May God bless and keep the president of the United States

I admit to predispositions. The news about Argentina, Brazil and Uruguay recognizing Palestine reached a brain that spent half its life in the United States, and learned that anything south of the Rio Grande is less than upstanding or reliable. The latest Mexican civil war reinforces the image, even though this one is about supplying drugs to Americans. It''s what the British call the wogs: most everyone over the Channel, south of Holland and Germany, and west of Poland. Or what the Germans call the untermenschen.
 
(I know the history of that word. Here the locals consider me an Anglo-Saxon. I am less valued than the folks who came from Eastern Europe before 1970, providing that they originated north of Romania. No one during the first half of my life called me an Anglo-Saxon. And the latest news from the Nixon archives leaves me wondering if he would view me as an undesirable Jew or an Israeli worthy of admiration. My vote against George McGovern might inch me over Nixon''s wavy line, but his comments about Kissinger do not give me a great deal of comfort.)
 
None of the above leads me to expect a political earthquake as a result of those Latin Americans. The movement may spread, but it will take a lot more for us to move from French Hill. And I would not recommend any expectations for our neighbors in Issaweea. Their most recent uppityness cost them several days intensive visits from the Border Police, the Israel gendarmerie not noted for gentleness.
 
The chain of events that I see as leading to the Latin American recognition of Palestine begins in the White House. All was reasonably well in the West Bank and Israel until President Obama announced his mission to bring his view of peace to the Middle East within a year. He angered the Israelis with a demand about Jewish neighborhoods of Jerusalem that led me to speak with Varda about new curtains, and prodded the Palestinians away from what was looking like a good effort to develop the West Bank and deal with violent gangs that threatened Palestinians as well as Israelis.
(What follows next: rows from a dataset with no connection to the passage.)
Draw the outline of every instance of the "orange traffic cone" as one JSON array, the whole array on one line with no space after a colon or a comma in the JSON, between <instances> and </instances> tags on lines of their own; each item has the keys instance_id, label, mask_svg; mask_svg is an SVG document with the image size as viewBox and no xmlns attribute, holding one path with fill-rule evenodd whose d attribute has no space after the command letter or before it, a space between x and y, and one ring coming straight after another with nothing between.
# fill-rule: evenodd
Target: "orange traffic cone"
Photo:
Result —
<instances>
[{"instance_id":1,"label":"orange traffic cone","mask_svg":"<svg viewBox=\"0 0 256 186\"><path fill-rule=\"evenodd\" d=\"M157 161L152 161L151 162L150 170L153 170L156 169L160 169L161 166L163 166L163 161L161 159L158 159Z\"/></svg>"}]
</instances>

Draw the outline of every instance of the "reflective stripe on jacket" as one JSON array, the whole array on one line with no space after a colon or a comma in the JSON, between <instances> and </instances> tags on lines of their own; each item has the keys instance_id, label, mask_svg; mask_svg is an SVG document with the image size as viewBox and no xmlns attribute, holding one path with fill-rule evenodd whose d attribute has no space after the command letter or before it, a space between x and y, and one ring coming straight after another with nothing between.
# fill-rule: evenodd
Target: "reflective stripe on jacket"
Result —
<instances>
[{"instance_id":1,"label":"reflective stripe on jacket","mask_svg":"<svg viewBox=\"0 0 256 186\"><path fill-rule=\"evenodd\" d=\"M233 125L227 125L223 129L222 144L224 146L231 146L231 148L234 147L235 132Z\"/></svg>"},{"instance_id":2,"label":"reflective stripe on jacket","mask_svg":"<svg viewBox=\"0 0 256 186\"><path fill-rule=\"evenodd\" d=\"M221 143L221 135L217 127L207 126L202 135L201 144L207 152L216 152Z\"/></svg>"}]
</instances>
If the Americans were demanding an end to construction in Jewish neighborhoods of Jerusalem, the Palestinians could expect no less as a price for talking with Israelis.
 
Forced into a peace process by American aspirations for a place in the Paradise reserved for politicians who  have done good, Palestinians and Israelis came to the same dead ends they have known for a century. Wisdom would advise avoiding the process, but what can the locals do in this distant and tiny province of the American empire? The blessing for the Czar that appears in the Fiddler on the Roof remains appropriate. May God bless and keep the Czar... far away from us.
 
The Jews of Israel may be more powerful than those of Anatevka, but not powerful enough to ignore Barack Obama while he remains a resident of the White House. And in case you haven''t noticed, the Palestinians are even weaker than us.
 
Is it any more than a game that has been played by Israeli and Palestinian leaders?
 
No doubt there are Israelis and Palestinians who think it is possible, and work hard to achieve what others see as unachievable. Some Israelis and Palestinians are doing nothing more than paying lip service, or going through the motions in order to avoid offending the world''s most powerful office holder. Both Israelis and Palestinians owe a great deal to American decency and generosity, and some of that lip service has a degree of genuineness. The good folks who produce Ha''aretz may be among those who seriously aspire to a declared peace. Their headline on Sunday, "Hillary Clinton: Decide Now on Permanent Borders" may one day hang in a museum, but it seems more likely to be wrapping for this evening''s garbage.
 
The dynamics of Israeli politics include a role for the settlers, and a disinclination to weigh heavily on them in the absence of a real opportunity for an agreement with the Palestinians.
 
The dynamics of Palestinians have produced a range of statements that include Mahmoud Abbas'' latest threat to resign and dismantle the Palestine National Authority, another threat to cancel the Oslo Accords and cease the campaign against terrorism, and blaming Israel for the failure of negotiations and moving to obtain international recognition of a Palestinian state with pre-1967 borders and a capital in Jerusalem.
 
The dynamics of the near and distant future are beyond our capacity to project with certainty. Tension is more certain than either political or military action. Not far away are Iran, Syria, Hezbullah, Hamas and restive Palestinians in the West Bank, including those across the street in Issaweea. The trigger of something unpleasant can come from a routine incident like a traffic accident or an arrest that goes bad, or Hezbullah''s reaction against an international accusation that its people killed Rafik Harari. Among the unpleasantness is the denunciation of Israeli settler activity signed by prominent Europeans, and the convenience of blaming Prime Minister Netanyahu for the failure of the American peace campaign. Also in the air is a dispute among rabbis as to whether religious law does or does not forbid the selling or renting property to Arabs and other non-Jews.
 
The suicide bombing in Stockholm may lead some Europeans to lessen their pressure on us, or others to appeasement of Islam.
 
Life is good. We hope for better. The gates of Paradise are not yet on our horizon, Or anyone else''s.